第7話

「お帰りなさい、明日美さん」


 ひめくりが玄関まで走ってきて、明日美を出迎える。腕には明日美の作ったフェルトのネズミを、大事そうに抱えている。明日美は肩をわななかせた。


「この、役立たず!」


 鞄を床に叩きつけ、怒鳴どなる。ひめくりが身をすくませた。


「あんたといても、ちっとも私は幸せになれないじゃない! 本当に、本当にあんたが神様だって云うのなら、今すぐ私を幸せにしてよ!」


 反響しない叫びは、たちまち沈黙のくらくちに呑み込まれた。明日美は両手で顔を覆って、爪を皮膚に食い込ませた。興奮が収まって、そろそろと顔から手をどけると、ひめくりの姿はネズミと共に消えていた。


 次の青空市に、明日美は一人で出かけた。ジェラート屋の行列を横目で通り過ぎると、隣りの山野草を売る店に、何故なぜかあの男がすわっていた。

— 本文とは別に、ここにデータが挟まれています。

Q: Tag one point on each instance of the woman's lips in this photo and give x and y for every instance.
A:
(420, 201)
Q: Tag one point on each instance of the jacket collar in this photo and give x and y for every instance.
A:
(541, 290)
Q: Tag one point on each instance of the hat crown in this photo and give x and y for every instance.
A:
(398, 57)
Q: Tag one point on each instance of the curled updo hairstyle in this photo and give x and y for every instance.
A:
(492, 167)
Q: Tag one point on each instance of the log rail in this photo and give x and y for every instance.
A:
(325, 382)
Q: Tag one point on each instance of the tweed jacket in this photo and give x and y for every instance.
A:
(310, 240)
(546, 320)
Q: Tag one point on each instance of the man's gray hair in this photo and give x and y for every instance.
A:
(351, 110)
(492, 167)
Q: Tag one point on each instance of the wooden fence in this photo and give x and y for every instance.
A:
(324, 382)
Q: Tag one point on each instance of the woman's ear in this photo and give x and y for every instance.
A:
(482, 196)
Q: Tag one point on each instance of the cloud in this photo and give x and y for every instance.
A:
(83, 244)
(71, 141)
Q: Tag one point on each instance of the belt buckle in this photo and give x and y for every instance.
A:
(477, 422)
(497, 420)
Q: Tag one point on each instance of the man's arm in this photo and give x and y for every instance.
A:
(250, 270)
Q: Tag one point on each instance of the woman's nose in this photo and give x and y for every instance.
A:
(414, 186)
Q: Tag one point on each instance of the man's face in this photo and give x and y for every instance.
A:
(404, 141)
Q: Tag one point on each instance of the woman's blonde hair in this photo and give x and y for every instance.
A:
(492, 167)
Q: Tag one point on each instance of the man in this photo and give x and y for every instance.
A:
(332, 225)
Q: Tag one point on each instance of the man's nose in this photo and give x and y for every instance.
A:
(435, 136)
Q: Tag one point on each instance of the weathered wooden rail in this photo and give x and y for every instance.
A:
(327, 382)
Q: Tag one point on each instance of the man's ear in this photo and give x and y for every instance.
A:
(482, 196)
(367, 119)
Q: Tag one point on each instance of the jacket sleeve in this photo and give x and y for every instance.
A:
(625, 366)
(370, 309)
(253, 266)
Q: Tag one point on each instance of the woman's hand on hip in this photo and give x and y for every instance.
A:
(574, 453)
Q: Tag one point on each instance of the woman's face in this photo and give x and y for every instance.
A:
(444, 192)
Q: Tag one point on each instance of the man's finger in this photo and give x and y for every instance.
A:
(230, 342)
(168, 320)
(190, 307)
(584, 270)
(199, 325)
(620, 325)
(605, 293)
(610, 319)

「本当は返品を受けつけたくないんだが、仕方がないな」


 青と黒の市松模様の着物を着た男は、明日美に微笑んで云った。莫迦ばかにされているみたいで、明日美は男をにらんだ。


「何が神様ですか。嘘をついて商売して良いんですか」


 男は悠然と腕を組んだ。「君が思うほど、神は阿漕あこぎじゃない」


 しかしあれほど必死になって願っても、結局はこのざまだ。明日美は唇を噛みしめた。どうして他のみんなが手に入れられる幸せが、自分にだけ手に入らないのだろう。


「必死になって願っても……か」


 男の目つきに冷ややかなものが混じる。


「だがその初詣で、君は賽銭箱に百円しか入れていない。必死に願ったと云うわりには、たった百円ぽっちじゃないか。つまり自分を幸せにする為に、君は百円しか払いたくないってことだ。百円分の本気しか無いってことだ。だったら百円分の幸せで、十分なんじゃないか」


 たもとからぽち袋を出して、明日美に差し出す。


「……何ですか、」


「返金だ。ひめくりが持ち帰ってきてしまったネズミの代金も兼ねてな。それで新しい幸せでも願ったら良い」


 ぽち袋の中には、百円玉が入っていた。やたら綺麗に磨かれたその百円玉を、明日美はじっと見下ろす。


「あのネズミのぬいぐるみを、ひめはずいぶん気に入ってな。毎晩、一緒に寝てるんだ。幸せな夢が見られるんだと」


 明日美が顔を上げると、もうそこに男はいなかった。明日美は百円玉を握りしめると、青空市を離れ、手芸店へと向かった。